My thoughts have been filled with missionary things lately. Skirts and dresses, preach my gospel and scriptures, mission calls and maps, pointing out the 300+ places I could be assigned to labor. I have gotten very little sleep lately, because I have been laying in bed, wide awake, thinking about what I am getting myself into. The reality of my mission call is real ladies and gentlemen. I finished my mission papers last week, and now all I do is wait. Wait for paper submission, wait for my call. Wait for the temple. Wait for the MTC.
Lots of waiting.
As I wait though, I have been thinking of many things, and my heart has learned so much the past few months. In reality, it was this past weekend that I learned the most, and came to the realization that serving the Lord is exactly what I want to do right now. On Saturday, my ward had a baptism for a girl named Angelica. She is here on a work visa from Brazil, and is the sweetest spirit ever.
I was blessed to be able to be present as she bravely entered the waters of baptism. Her service was so beautiful and spiritual. The spirit testified to me that baptism is so important, and I was brought to tears as I was moved by the Holy Ghost. I was sitting one row behind Angelica, and was able to watch her feel the love that heavenly father has for her. I was amazed at how graceful the spirit weaved in and out of everyone in that stake center.
There was a moment where Ilyssa, a girl in my ward with an incredible singing voice, sang a song called the painters hands. The music was incredible, and made all of us cry. The words touched each of us, as we all learned that we are being sculpted by our master, and someday, we will all be perfect masterpieces. Here is the best part: Angelica is learning English. It was difficult for her to understand what was being said in the song, but her spirit recognized the truth of the words, and she had big tears rolling down her cheeks. The spirit only needs truth. It doesn't need flowery words, or elaborate things, just the plain and simple truth that Christ is our savior, and through Him, anything is possible. It truly was a humbling experience, and I was feeling so spiritually fed. After the baptism was over, all I could keep thinking was how excited I am to witness precious, once in a lifetime moments like this all the time while I am on my mission.

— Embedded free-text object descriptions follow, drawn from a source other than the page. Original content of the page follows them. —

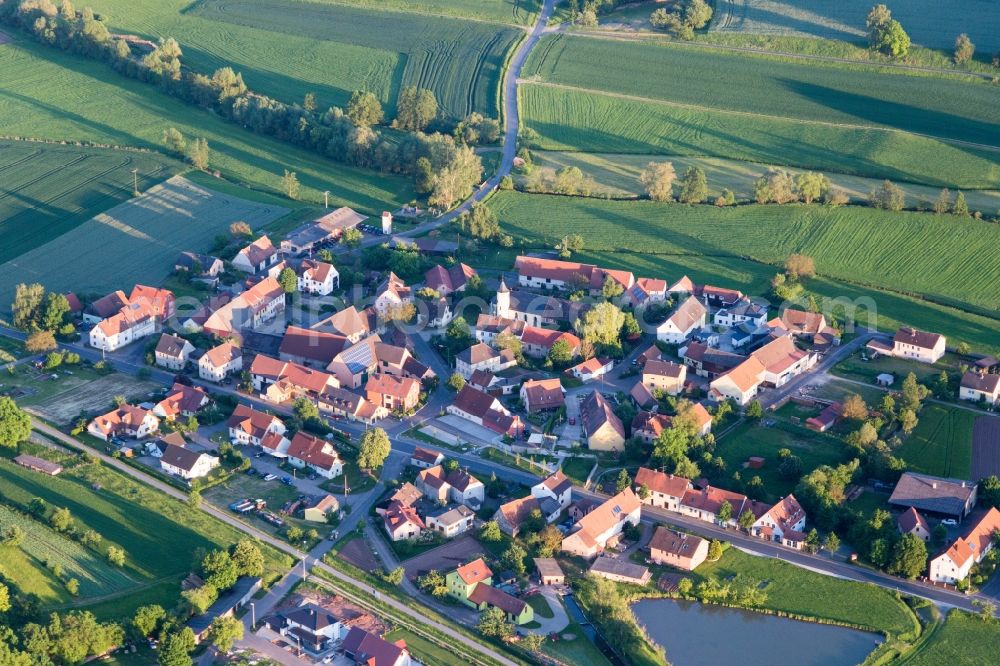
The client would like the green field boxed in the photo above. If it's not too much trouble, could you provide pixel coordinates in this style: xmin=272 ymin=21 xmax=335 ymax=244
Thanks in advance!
xmin=715 ymin=421 xmax=848 ymax=501
xmin=520 ymin=84 xmax=1000 ymax=190
xmin=183 ymin=0 xmax=522 ymax=119
xmin=896 ymin=404 xmax=976 ymax=480
xmin=314 ymin=0 xmax=541 ymax=24
xmin=0 ymin=40 xmax=414 ymax=212
xmin=0 ymin=504 xmax=135 ymax=602
xmin=711 ymin=0 xmax=1000 ymax=52
xmin=905 ymin=610 xmax=1000 ymax=665
xmin=0 ymin=176 xmax=285 ymax=311
xmin=524 ymin=150 xmax=1000 ymax=212
xmin=0 ymin=141 xmax=180 ymax=263
xmin=0 ymin=451 xmax=292 ymax=619
xmin=694 ymin=546 xmax=919 ymax=636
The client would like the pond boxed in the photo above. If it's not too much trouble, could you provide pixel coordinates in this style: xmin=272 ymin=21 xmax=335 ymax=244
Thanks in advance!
xmin=632 ymin=599 xmax=881 ymax=666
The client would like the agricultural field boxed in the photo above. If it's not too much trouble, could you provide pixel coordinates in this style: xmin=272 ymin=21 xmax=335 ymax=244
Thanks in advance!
xmin=519 ymin=85 xmax=1000 ymax=190
xmin=0 ymin=39 xmax=415 ymax=212
xmin=154 ymin=0 xmax=523 ymax=119
xmin=896 ymin=403 xmax=975 ymax=480
xmin=0 ymin=449 xmax=292 ymax=619
xmin=906 ymin=610 xmax=1000 ymax=665
xmin=0 ymin=176 xmax=285 ymax=312
xmin=0 ymin=141 xmax=180 ymax=264
xmin=0 ymin=504 xmax=136 ymax=602
xmin=711 ymin=0 xmax=1000 ymax=52
xmin=971 ymin=416 xmax=1000 ymax=481
xmin=313 ymin=0 xmax=541 ymax=25
xmin=523 ymin=151 xmax=1000 ymax=212
xmin=11 ymin=364 xmax=162 ymax=425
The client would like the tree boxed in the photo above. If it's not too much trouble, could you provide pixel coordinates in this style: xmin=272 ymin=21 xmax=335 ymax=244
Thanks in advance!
xmin=413 ymin=157 xmax=435 ymax=194
xmin=578 ymin=301 xmax=626 ymax=348
xmin=953 ymin=191 xmax=969 ymax=216
xmin=707 ymin=539 xmax=723 ymax=560
xmin=794 ymin=171 xmax=830 ymax=204
xmin=480 ymin=520 xmax=503 ymax=543
xmin=784 ymin=253 xmax=816 ymax=280
xmin=841 ymin=393 xmax=869 ymax=421
xmin=804 ymin=528 xmax=821 ymax=554
xmin=887 ymin=533 xmax=927 ymax=579
xmin=501 ymin=543 xmax=527 ymax=576
xmin=521 ymin=633 xmax=544 ymax=653
xmin=477 ymin=606 xmax=514 ymax=639
xmin=358 ymin=427 xmax=391 ymax=471
xmin=639 ymin=161 xmax=676 ymax=201
xmin=934 ymin=188 xmax=951 ymax=214
xmin=3 ymin=524 xmax=25 ymax=547
xmin=866 ymin=4 xmax=892 ymax=44
xmin=182 ymin=584 xmax=218 ymax=615
xmin=548 ymin=338 xmax=574 ymax=366
xmin=276 ymin=266 xmax=298 ymax=295
xmin=823 ymin=532 xmax=840 ymax=553
xmin=208 ymin=616 xmax=243 ymax=653
xmin=417 ymin=570 xmax=448 ymax=596
xmin=394 ymin=86 xmax=437 ymax=131
xmin=754 ymin=169 xmax=796 ymax=204
xmin=382 ymin=566 xmax=404 ymax=586
xmin=615 ymin=469 xmax=631 ymax=493
xmin=447 ymin=372 xmax=465 ymax=392
xmin=132 ymin=605 xmax=166 ymax=638
xmin=460 ymin=202 xmax=500 ymax=240
xmin=900 ymin=408 xmax=918 ymax=434
xmin=0 ymin=397 xmax=31 ymax=448
xmin=280 ymin=170 xmax=300 ymax=200
xmin=303 ymin=92 xmax=317 ymax=113
xmin=162 ymin=127 xmax=186 ymax=155
xmin=746 ymin=400 xmax=763 ymax=420
xmin=158 ymin=628 xmax=196 ymax=666
xmin=717 ymin=500 xmax=734 ymax=523
xmin=230 ymin=539 xmax=265 ymax=577
xmin=229 ymin=221 xmax=252 ymax=237
xmin=870 ymin=180 xmax=905 ymax=210
xmin=980 ymin=475 xmax=1000 ymax=508
xmin=678 ymin=166 xmax=708 ymax=203
xmin=187 ymin=138 xmax=209 ymax=170
xmin=346 ymin=90 xmax=383 ymax=127
xmin=12 ymin=282 xmax=45 ymax=330
xmin=188 ymin=490 xmax=202 ymax=509
xmin=954 ymin=33 xmax=975 ymax=64
xmin=901 ymin=372 xmax=925 ymax=411
xmin=50 ymin=506 xmax=73 ymax=532
xmin=867 ymin=5 xmax=910 ymax=57
xmin=107 ymin=546 xmax=126 ymax=567
xmin=202 ymin=549 xmax=238 ymax=590
xmin=26 ymin=330 xmax=57 ymax=353
xmin=738 ymin=509 xmax=757 ymax=531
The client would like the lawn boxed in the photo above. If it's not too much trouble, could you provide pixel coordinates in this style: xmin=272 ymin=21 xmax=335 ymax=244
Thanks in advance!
xmin=0 ymin=140 xmax=180 ymax=264
xmin=905 ymin=610 xmax=1000 ymax=665
xmin=488 ymin=191 xmax=1000 ymax=352
xmin=896 ymin=404 xmax=976 ymax=480
xmin=541 ymin=621 xmax=611 ymax=666
xmin=0 ymin=39 xmax=415 ymax=212
xmin=714 ymin=420 xmax=848 ymax=501
xmin=709 ymin=0 xmax=1000 ymax=52
xmin=523 ymin=150 xmax=1000 ymax=212
xmin=833 ymin=351 xmax=966 ymax=385
xmin=0 ymin=335 xmax=26 ymax=362
xmin=519 ymin=84 xmax=1000 ymax=190
xmin=527 ymin=593 xmax=554 ymax=618
xmin=0 ymin=450 xmax=292 ymax=619
xmin=320 ymin=459 xmax=378 ymax=496
xmin=0 ymin=176 xmax=285 ymax=312
xmin=383 ymin=628 xmax=467 ymax=666
xmin=185 ymin=0 xmax=522 ymax=119
xmin=693 ymin=546 xmax=919 ymax=637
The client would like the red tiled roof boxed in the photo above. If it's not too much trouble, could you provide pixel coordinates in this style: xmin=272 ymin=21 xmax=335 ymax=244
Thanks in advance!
xmin=455 ymin=558 xmax=493 ymax=585
xmin=894 ymin=327 xmax=944 ymax=351
xmin=227 ymin=404 xmax=283 ymax=439
xmin=468 ymin=583 xmax=527 ymax=616
xmin=287 ymin=431 xmax=342 ymax=472
xmin=635 ymin=467 xmax=691 ymax=497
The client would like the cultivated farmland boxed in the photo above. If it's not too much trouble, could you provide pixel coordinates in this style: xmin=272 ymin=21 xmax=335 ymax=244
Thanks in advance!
xmin=311 ymin=0 xmax=541 ymax=25
xmin=488 ymin=191 xmax=1000 ymax=352
xmin=0 ymin=176 xmax=285 ymax=311
xmin=0 ymin=141 xmax=179 ymax=264
xmin=0 ymin=504 xmax=136 ymax=600
xmin=519 ymin=85 xmax=1000 ymax=190
xmin=711 ymin=0 xmax=1000 ymax=52
xmin=896 ymin=404 xmax=975 ymax=480
xmin=970 ymin=416 xmax=1000 ymax=481
xmin=15 ymin=366 xmax=162 ymax=425
xmin=0 ymin=40 xmax=415 ymax=211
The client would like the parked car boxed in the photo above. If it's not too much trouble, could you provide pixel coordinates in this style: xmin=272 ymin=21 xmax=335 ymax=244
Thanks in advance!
xmin=941 ymin=518 xmax=958 ymax=526
xmin=281 ymin=476 xmax=294 ymax=486
xmin=262 ymin=473 xmax=277 ymax=481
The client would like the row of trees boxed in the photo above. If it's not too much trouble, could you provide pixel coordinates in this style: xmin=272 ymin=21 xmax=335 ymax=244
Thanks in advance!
xmin=0 ymin=1 xmax=485 ymax=210
xmin=11 ymin=283 xmax=75 ymax=346
xmin=650 ymin=0 xmax=713 ymax=40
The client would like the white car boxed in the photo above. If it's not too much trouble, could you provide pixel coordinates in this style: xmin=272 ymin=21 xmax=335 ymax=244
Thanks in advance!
xmin=941 ymin=519 xmax=958 ymax=527
xmin=262 ymin=473 xmax=277 ymax=481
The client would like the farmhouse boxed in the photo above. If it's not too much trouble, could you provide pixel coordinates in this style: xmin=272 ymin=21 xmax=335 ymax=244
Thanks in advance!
xmin=561 ymin=489 xmax=641 ymax=559
xmin=195 ymin=341 xmax=240 ymax=382
xmin=631 ymin=412 xmax=673 ymax=445
xmin=493 ymin=279 xmax=587 ymax=328
xmin=750 ymin=335 xmax=816 ymax=387
xmin=929 ymin=508 xmax=1000 ymax=584
xmin=154 ymin=333 xmax=195 ymax=370
xmin=153 ymin=383 xmax=210 ymax=420
xmin=624 ymin=277 xmax=667 ymax=307
xmin=642 ymin=359 xmax=687 ymax=395
xmin=776 ymin=309 xmax=828 ymax=339
xmin=88 ymin=405 xmax=159 ymax=441
xmin=959 ymin=370 xmax=1000 ymax=405
xmin=889 ymin=472 xmax=977 ymax=520
xmin=233 ymin=236 xmax=278 ymax=273
xmin=649 ymin=527 xmax=708 ymax=571
xmin=373 ymin=272 xmax=413 ymax=319
xmin=656 ymin=296 xmax=707 ymax=344
xmin=424 ymin=263 xmax=476 ymax=295
xmin=296 ymin=259 xmax=339 ymax=296
xmin=514 ymin=255 xmax=634 ymax=294
xmin=474 ymin=313 xmax=525 ymax=346
xmin=634 ymin=467 xmax=691 ymax=511
xmin=365 ymin=373 xmax=420 ymax=412
xmin=519 ymin=377 xmax=565 ymax=413
xmin=680 ymin=485 xmax=766 ymax=527
xmin=316 ymin=385 xmax=388 ymax=424
xmin=326 ymin=336 xmax=380 ymax=389
xmin=426 ymin=505 xmax=475 ymax=538
xmin=568 ymin=357 xmax=614 ymax=382
xmin=313 ymin=306 xmax=371 ymax=343
xmin=279 ymin=326 xmax=349 ymax=368
xmin=203 ymin=277 xmax=285 ymax=340
xmin=227 ymin=404 xmax=286 ymax=446
xmin=709 ymin=356 xmax=765 ymax=405
xmin=580 ymin=390 xmax=626 ymax=452
xmin=160 ymin=444 xmax=219 ymax=480
xmin=897 ymin=507 xmax=931 ymax=542
xmin=89 ymin=299 xmax=159 ymax=352
xmin=286 ymin=432 xmax=343 ymax=479
xmin=259 ymin=430 xmax=291 ymax=458
xmin=447 ymin=385 xmax=523 ymax=438
xmin=868 ymin=327 xmax=947 ymax=364
xmin=696 ymin=285 xmax=744 ymax=309
xmin=752 ymin=495 xmax=808 ymax=549
xmin=280 ymin=207 xmax=366 ymax=255
xmin=83 ymin=290 xmax=129 ymax=324
xmin=589 ymin=555 xmax=651 ymax=585
xmin=455 ymin=343 xmax=516 ymax=379
xmin=410 ymin=447 xmax=444 ymax=469
xmin=250 ymin=355 xmax=339 ymax=403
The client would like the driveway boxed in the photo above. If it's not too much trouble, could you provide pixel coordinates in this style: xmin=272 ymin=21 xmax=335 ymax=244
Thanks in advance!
xmin=528 ymin=587 xmax=569 ymax=635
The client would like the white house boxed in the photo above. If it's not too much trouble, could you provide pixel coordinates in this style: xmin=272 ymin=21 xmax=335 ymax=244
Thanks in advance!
xmin=872 ymin=327 xmax=947 ymax=364
xmin=709 ymin=357 xmax=765 ymax=405
xmin=634 ymin=467 xmax=691 ymax=512
xmin=199 ymin=342 xmax=242 ymax=382
xmin=426 ymin=505 xmax=475 ymax=538
xmin=930 ymin=508 xmax=1000 ymax=584
xmin=227 ymin=404 xmax=286 ymax=446
xmin=159 ymin=444 xmax=219 ymax=480
xmin=88 ymin=405 xmax=159 ymax=441
xmin=656 ymin=296 xmax=707 ymax=344
xmin=561 ymin=489 xmax=642 ymax=559
xmin=286 ymin=432 xmax=343 ymax=479
xmin=531 ymin=471 xmax=573 ymax=509
xmin=713 ymin=298 xmax=768 ymax=329
xmin=154 ymin=333 xmax=195 ymax=371
xmin=232 ymin=236 xmax=278 ymax=274
xmin=752 ymin=495 xmax=807 ymax=550
xmin=455 ymin=343 xmax=516 ymax=380
xmin=89 ymin=301 xmax=158 ymax=352
xmin=296 ymin=259 xmax=339 ymax=296
xmin=750 ymin=336 xmax=816 ymax=388
xmin=959 ymin=371 xmax=1000 ymax=405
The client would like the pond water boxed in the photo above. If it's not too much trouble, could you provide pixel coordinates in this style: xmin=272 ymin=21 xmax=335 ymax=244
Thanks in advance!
xmin=632 ymin=598 xmax=881 ymax=666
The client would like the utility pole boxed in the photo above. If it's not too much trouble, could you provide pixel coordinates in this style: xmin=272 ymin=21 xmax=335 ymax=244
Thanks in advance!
xmin=131 ymin=168 xmax=139 ymax=196
xmin=324 ymin=190 xmax=329 ymax=209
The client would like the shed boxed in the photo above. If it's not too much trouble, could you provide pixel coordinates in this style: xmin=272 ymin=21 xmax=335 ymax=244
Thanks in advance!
xmin=876 ymin=373 xmax=894 ymax=387
xmin=533 ymin=558 xmax=565 ymax=586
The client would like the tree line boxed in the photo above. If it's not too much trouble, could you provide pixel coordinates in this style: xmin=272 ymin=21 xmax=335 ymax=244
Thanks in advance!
xmin=0 ymin=0 xmax=489 ymax=209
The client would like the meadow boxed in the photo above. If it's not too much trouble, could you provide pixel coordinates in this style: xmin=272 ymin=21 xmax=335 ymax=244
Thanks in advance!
xmin=0 ymin=504 xmax=135 ymax=602
xmin=711 ymin=0 xmax=1000 ymax=52
xmin=0 ymin=141 xmax=179 ymax=264
xmin=0 ymin=176 xmax=285 ymax=310
xmin=905 ymin=610 xmax=1000 ymax=665
xmin=187 ymin=0 xmax=522 ymax=119
xmin=0 ymin=451 xmax=292 ymax=619
xmin=524 ymin=150 xmax=1000 ymax=211
xmin=896 ymin=404 xmax=976 ymax=480
xmin=0 ymin=39 xmax=415 ymax=212
xmin=488 ymin=191 xmax=1000 ymax=353
xmin=519 ymin=84 xmax=1000 ymax=190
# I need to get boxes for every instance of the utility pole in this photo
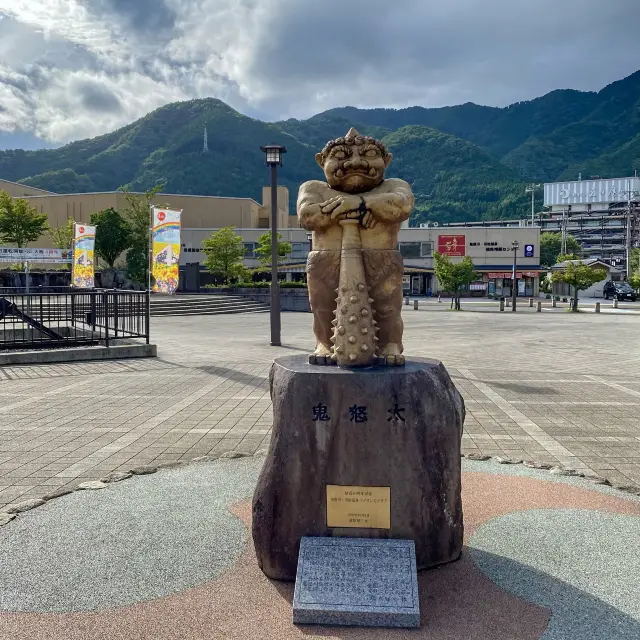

While sitting there in the same place I was baptized 7 months before, I just kept thinking to myself. Where would I be if I hadn't of gotten baptized? Would I still be investigating and praying? Would I have made the choice to live a sober life? The answers to these questions haunted me. I didn't like what I imagined in my head. I was a mess before I joined the church. Not a mess like a meth addict... but I was without a doubt a hot mess of crazy. My life was literally going no where. And I was in so much pain from all the relationship problems I had managed to escape by some miracle. I was lost and confused, and I couldn't see a way out.
And then, I learned about the atonement of our Savior, Jesus Christ. Two missionaries, followed a referral from Mormon.org and came to my door. I was ready to try one more time, and really see if it was all true. I threw all the misconceptions I had heard about the church out the window, and opened my heart to what they had to say. The feeling the spirit gave me in that lesson was exactly as how I imagined Angelica felt during the song that was sung at her baptism. I KNEW. I knew without a shadow of a doubt that God wanted to forgive me for my sins, and heal me from my pain, and because He wanted these things and loved me so dearly, He gave me his son. Christ died not only for my sins, but also for my heart ache, and my sorrow, and my confusion. For everything I have felt, I have a savior who knows EXACTLY what I went through. I could feel the spirit testify to me this very simple truth and I am forever grateful for that moment. I will never forget it.
As I prepare to submit my mission papers (62 days and counting), I do my best to think about this one thing every day. How can I preach the gospel of change to others, if I haven't witnessed its changing affects in my own life? How can I be passionate, if I overlook the very moment my testimony grew from a seed to a tree? The reality of this, is I cant be a missionary if I forget all of this. If I put the atonement of Christ on the back burner, my mission will become an 18 month waste, where I walk around just as blank and lost as before.
I cant forget Gods love. I wont forget it. I have been made beautiful and pure through baptism, I have stepped foot on the path back to my Father, and there is plenty of room for others to step on too. I cant wait to serve the Lord, and bring His children the happiness and the freedom I have been given. I love this gospel with everything I am, and with everything I have the potential to become.
I know that God restored this gospel to its fullness, through the prophet Joseph Smith, and because this happened, I can read my Book of Mormon every day, feel the spirit and gain a testimony all over again. I know Jesus Christ is my redeemer. I am no longer feeling hopeless and afraid. God is so good. His grace is a gift of strength, and I feel it every day. I feel it now.